Central banks everywhere are trying to push money into the system and cut interest rate. However, its impact may be limited in the USA and Europe where base interest rates are already close to zero, and further cuts may not be enough to overcome pessimistic market sentiments.
Nevertheless, banks and other lenders may maintain or expand lending as a result of Government guarantees or pressure, or a combination of the two. However, they will almost certainly curtail lending to firms in developing countries who may see even normal lines of credit being restricted and foreign direct investments drying up.
The combination of trade and monetary problems emanating from Europe and the USA will put severe strain on Governments in developing countries which are already battling with soaring medical costs, pressing demands to provide emergency assistance to the poorest sections of the population, and assistance to bail out faltering firms.
It will also put tremendous pressures on banks and firms in these countries. With their backs to the wall, there is a serious risk of defaults.
External debts of developing countries, by both Government and the private sector, have risen sharply in the last decade as a result of low interest rates, high commodity prices and availability of credit due to quantitative easing by developed countries.
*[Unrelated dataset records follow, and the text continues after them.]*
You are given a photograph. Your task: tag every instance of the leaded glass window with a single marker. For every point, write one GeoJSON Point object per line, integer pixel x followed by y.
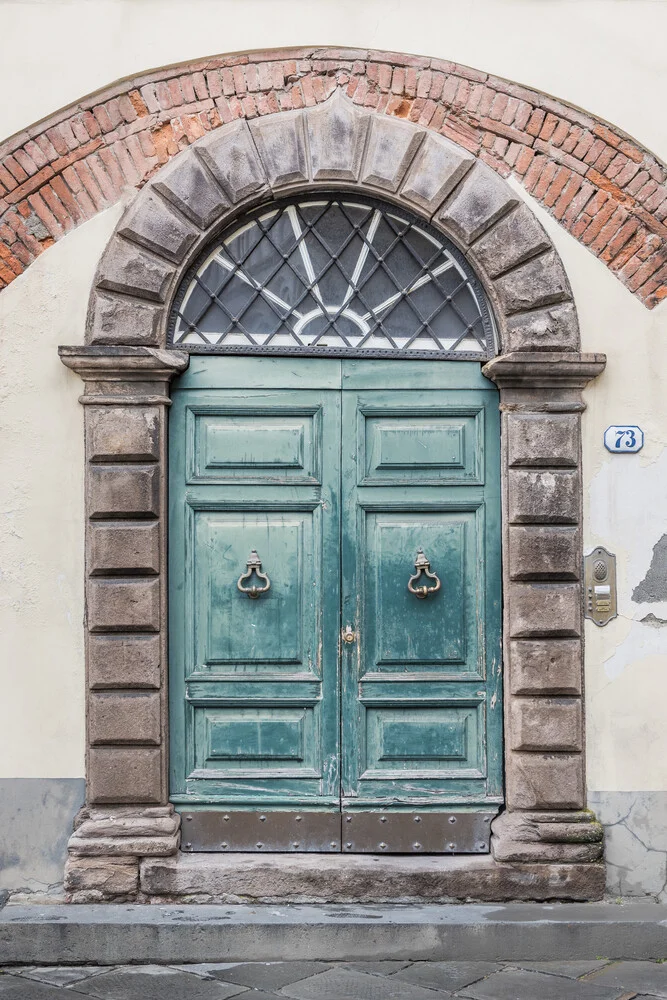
{"type": "Point", "coordinates": [333, 274]}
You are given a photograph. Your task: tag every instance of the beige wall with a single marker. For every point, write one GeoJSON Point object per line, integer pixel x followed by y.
{"type": "Point", "coordinates": [52, 53]}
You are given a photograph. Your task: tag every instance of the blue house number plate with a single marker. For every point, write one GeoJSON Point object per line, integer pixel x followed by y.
{"type": "Point", "coordinates": [623, 437]}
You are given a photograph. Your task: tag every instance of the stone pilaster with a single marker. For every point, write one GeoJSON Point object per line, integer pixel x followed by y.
{"type": "Point", "coordinates": [541, 403]}
{"type": "Point", "coordinates": [127, 814]}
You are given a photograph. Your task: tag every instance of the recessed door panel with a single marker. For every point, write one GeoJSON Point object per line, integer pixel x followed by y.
{"type": "Point", "coordinates": [278, 629]}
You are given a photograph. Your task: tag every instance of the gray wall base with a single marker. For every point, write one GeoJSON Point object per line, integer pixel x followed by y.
{"type": "Point", "coordinates": [108, 935]}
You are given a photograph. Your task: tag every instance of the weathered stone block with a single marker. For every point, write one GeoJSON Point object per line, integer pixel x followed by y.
{"type": "Point", "coordinates": [546, 724]}
{"type": "Point", "coordinates": [111, 876]}
{"type": "Point", "coordinates": [544, 553]}
{"type": "Point", "coordinates": [231, 156]}
{"type": "Point", "coordinates": [116, 320]}
{"type": "Point", "coordinates": [127, 268]}
{"type": "Point", "coordinates": [130, 717]}
{"type": "Point", "coordinates": [123, 433]}
{"type": "Point", "coordinates": [545, 666]}
{"type": "Point", "coordinates": [123, 661]}
{"type": "Point", "coordinates": [124, 548]}
{"type": "Point", "coordinates": [123, 491]}
{"type": "Point", "coordinates": [479, 202]}
{"type": "Point", "coordinates": [555, 328]}
{"type": "Point", "coordinates": [336, 137]}
{"type": "Point", "coordinates": [516, 238]}
{"type": "Point", "coordinates": [391, 148]}
{"type": "Point", "coordinates": [538, 283]}
{"type": "Point", "coordinates": [545, 781]}
{"type": "Point", "coordinates": [154, 226]}
{"type": "Point", "coordinates": [543, 439]}
{"type": "Point", "coordinates": [280, 141]}
{"type": "Point", "coordinates": [541, 609]}
{"type": "Point", "coordinates": [543, 497]}
{"type": "Point", "coordinates": [123, 605]}
{"type": "Point", "coordinates": [437, 168]}
{"type": "Point", "coordinates": [124, 774]}
{"type": "Point", "coordinates": [187, 185]}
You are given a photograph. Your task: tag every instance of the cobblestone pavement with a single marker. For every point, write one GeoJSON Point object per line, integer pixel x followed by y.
{"type": "Point", "coordinates": [598, 979]}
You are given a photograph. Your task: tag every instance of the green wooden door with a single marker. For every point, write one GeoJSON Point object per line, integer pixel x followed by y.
{"type": "Point", "coordinates": [337, 700]}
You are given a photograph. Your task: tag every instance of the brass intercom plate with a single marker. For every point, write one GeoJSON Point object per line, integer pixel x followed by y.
{"type": "Point", "coordinates": [600, 586]}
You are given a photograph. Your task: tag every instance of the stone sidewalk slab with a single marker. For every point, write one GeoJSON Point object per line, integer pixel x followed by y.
{"type": "Point", "coordinates": [175, 935]}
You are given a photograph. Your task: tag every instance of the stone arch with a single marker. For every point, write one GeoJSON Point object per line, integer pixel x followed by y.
{"type": "Point", "coordinates": [601, 185]}
{"type": "Point", "coordinates": [342, 145]}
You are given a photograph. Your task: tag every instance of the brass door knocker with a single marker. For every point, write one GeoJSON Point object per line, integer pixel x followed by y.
{"type": "Point", "coordinates": [422, 565]}
{"type": "Point", "coordinates": [254, 565]}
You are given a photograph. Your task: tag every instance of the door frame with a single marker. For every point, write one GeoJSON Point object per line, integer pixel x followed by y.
{"type": "Point", "coordinates": [127, 369]}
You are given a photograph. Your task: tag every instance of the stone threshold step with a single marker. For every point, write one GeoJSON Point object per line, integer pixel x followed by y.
{"type": "Point", "coordinates": [117, 934]}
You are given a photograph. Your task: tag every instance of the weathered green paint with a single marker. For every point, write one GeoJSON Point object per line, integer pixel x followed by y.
{"type": "Point", "coordinates": [336, 472]}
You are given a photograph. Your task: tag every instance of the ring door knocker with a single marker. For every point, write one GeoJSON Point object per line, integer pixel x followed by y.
{"type": "Point", "coordinates": [254, 565]}
{"type": "Point", "coordinates": [423, 566]}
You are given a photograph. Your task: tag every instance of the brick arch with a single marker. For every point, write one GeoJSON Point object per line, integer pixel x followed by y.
{"type": "Point", "coordinates": [182, 208]}
{"type": "Point", "coordinates": [606, 189]}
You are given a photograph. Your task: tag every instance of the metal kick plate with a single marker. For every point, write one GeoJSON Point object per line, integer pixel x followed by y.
{"type": "Point", "coordinates": [215, 830]}
{"type": "Point", "coordinates": [329, 833]}
{"type": "Point", "coordinates": [600, 586]}
{"type": "Point", "coordinates": [416, 833]}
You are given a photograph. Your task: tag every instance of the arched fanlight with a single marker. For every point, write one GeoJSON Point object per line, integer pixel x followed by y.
{"type": "Point", "coordinates": [333, 274]}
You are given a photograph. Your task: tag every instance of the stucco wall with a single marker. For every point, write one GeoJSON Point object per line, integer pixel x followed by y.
{"type": "Point", "coordinates": [41, 503]}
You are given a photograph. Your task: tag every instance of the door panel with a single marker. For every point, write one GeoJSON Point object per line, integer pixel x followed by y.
{"type": "Point", "coordinates": [337, 473]}
{"type": "Point", "coordinates": [254, 682]}
{"type": "Point", "coordinates": [421, 684]}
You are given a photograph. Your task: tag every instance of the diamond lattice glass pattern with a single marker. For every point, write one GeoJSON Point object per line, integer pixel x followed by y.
{"type": "Point", "coordinates": [333, 274]}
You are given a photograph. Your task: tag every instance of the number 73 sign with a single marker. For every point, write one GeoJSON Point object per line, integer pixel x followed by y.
{"type": "Point", "coordinates": [623, 437]}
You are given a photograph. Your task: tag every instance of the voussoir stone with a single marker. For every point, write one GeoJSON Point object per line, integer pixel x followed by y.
{"type": "Point", "coordinates": [544, 781]}
{"type": "Point", "coordinates": [336, 138]}
{"type": "Point", "coordinates": [123, 605]}
{"type": "Point", "coordinates": [123, 661]}
{"type": "Point", "coordinates": [544, 609]}
{"type": "Point", "coordinates": [554, 328]}
{"type": "Point", "coordinates": [190, 188]}
{"type": "Point", "coordinates": [125, 774]}
{"type": "Point", "coordinates": [124, 548]}
{"type": "Point", "coordinates": [544, 496]}
{"type": "Point", "coordinates": [545, 666]}
{"type": "Point", "coordinates": [480, 200]}
{"type": "Point", "coordinates": [546, 724]}
{"type": "Point", "coordinates": [544, 552]}
{"type": "Point", "coordinates": [124, 717]}
{"type": "Point", "coordinates": [543, 439]}
{"type": "Point", "coordinates": [122, 433]}
{"type": "Point", "coordinates": [539, 282]}
{"type": "Point", "coordinates": [123, 491]}
{"type": "Point", "coordinates": [158, 228]}
{"type": "Point", "coordinates": [436, 170]}
{"type": "Point", "coordinates": [517, 237]}
{"type": "Point", "coordinates": [391, 148]}
{"type": "Point", "coordinates": [280, 141]}
{"type": "Point", "coordinates": [127, 268]}
{"type": "Point", "coordinates": [116, 320]}
{"type": "Point", "coordinates": [232, 157]}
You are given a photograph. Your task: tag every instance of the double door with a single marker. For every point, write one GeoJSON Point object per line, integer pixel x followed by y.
{"type": "Point", "coordinates": [335, 605]}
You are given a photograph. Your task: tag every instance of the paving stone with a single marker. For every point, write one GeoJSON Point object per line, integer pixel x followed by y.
{"type": "Point", "coordinates": [19, 988]}
{"type": "Point", "coordinates": [651, 977]}
{"type": "Point", "coordinates": [270, 975]}
{"type": "Point", "coordinates": [341, 984]}
{"type": "Point", "coordinates": [510, 985]}
{"type": "Point", "coordinates": [153, 982]}
{"type": "Point", "coordinates": [571, 970]}
{"type": "Point", "coordinates": [376, 968]}
{"type": "Point", "coordinates": [450, 976]}
{"type": "Point", "coordinates": [64, 975]}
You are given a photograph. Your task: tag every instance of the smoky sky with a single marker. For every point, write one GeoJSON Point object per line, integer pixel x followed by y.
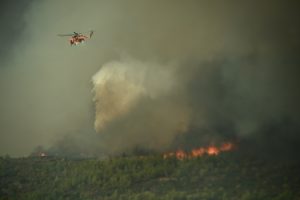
{"type": "Point", "coordinates": [158, 75]}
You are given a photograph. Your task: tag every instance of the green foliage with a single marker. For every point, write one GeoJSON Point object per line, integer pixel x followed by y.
{"type": "Point", "coordinates": [148, 177]}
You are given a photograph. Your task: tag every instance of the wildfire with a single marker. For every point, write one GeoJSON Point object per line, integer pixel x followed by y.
{"type": "Point", "coordinates": [211, 150]}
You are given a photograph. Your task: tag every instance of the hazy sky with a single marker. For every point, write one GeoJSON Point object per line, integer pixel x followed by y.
{"type": "Point", "coordinates": [156, 74]}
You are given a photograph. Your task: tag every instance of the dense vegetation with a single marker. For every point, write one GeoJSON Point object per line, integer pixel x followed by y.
{"type": "Point", "coordinates": [226, 176]}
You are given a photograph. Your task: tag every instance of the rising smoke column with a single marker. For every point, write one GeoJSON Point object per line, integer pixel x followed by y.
{"type": "Point", "coordinates": [137, 104]}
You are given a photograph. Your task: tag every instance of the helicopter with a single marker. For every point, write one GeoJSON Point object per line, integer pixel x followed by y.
{"type": "Point", "coordinates": [77, 38]}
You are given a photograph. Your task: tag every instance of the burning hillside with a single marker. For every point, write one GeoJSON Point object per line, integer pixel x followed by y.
{"type": "Point", "coordinates": [211, 150]}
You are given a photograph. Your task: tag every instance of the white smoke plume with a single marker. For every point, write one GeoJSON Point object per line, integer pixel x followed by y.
{"type": "Point", "coordinates": [142, 100]}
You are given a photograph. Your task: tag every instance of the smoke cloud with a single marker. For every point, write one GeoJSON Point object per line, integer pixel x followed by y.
{"type": "Point", "coordinates": [193, 73]}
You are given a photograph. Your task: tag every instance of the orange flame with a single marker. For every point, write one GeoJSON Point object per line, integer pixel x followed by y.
{"type": "Point", "coordinates": [211, 150]}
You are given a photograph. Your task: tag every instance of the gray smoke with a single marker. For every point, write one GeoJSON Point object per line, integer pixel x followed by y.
{"type": "Point", "coordinates": [193, 72]}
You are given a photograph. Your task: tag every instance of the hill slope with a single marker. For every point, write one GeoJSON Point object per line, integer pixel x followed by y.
{"type": "Point", "coordinates": [226, 176]}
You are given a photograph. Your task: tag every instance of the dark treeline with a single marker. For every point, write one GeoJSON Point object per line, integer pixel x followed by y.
{"type": "Point", "coordinates": [226, 176]}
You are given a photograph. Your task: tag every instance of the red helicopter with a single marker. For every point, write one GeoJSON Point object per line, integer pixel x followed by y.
{"type": "Point", "coordinates": [77, 38]}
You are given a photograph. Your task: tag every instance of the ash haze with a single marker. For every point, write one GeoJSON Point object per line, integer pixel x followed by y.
{"type": "Point", "coordinates": [155, 74]}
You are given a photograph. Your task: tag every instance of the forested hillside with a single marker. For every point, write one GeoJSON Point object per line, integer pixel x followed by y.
{"type": "Point", "coordinates": [226, 176]}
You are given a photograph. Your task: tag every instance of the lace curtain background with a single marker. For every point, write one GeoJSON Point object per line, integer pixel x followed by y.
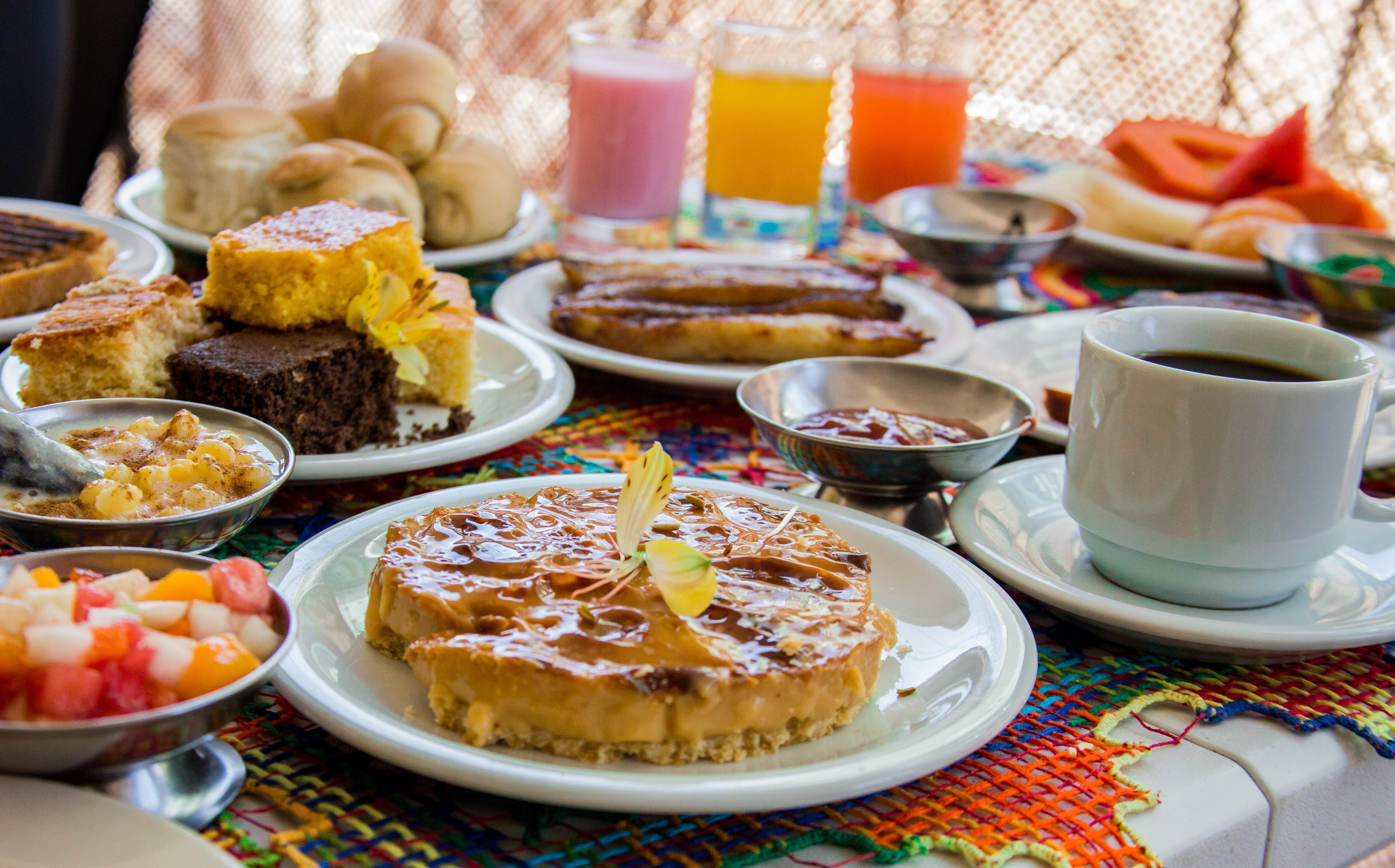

For middle and low-income countries external debt (excluding China) now stands at around US$6 trillion – more than the combined GDP of France and UK. The poorest countries (those with Gross National Income per capita of below US$1,175) have doubled external debt since 2008.
A World Bank report issued late last year pointed out their debt-vulnerability and stated that “with increased access to international capital markets, many low- and middle-income countries shifted away from traditional sources of financing and experienced a sharp rise in external debt, raising new concerns about sustainability”.
If, due to problems caused by the COVID-19 crisis, there is widespread defaults among poor countries this would pose serious problems for the global economy. It is therefore imperative that requests for debt forgiveness or rescheduling do not fall on deaf ears.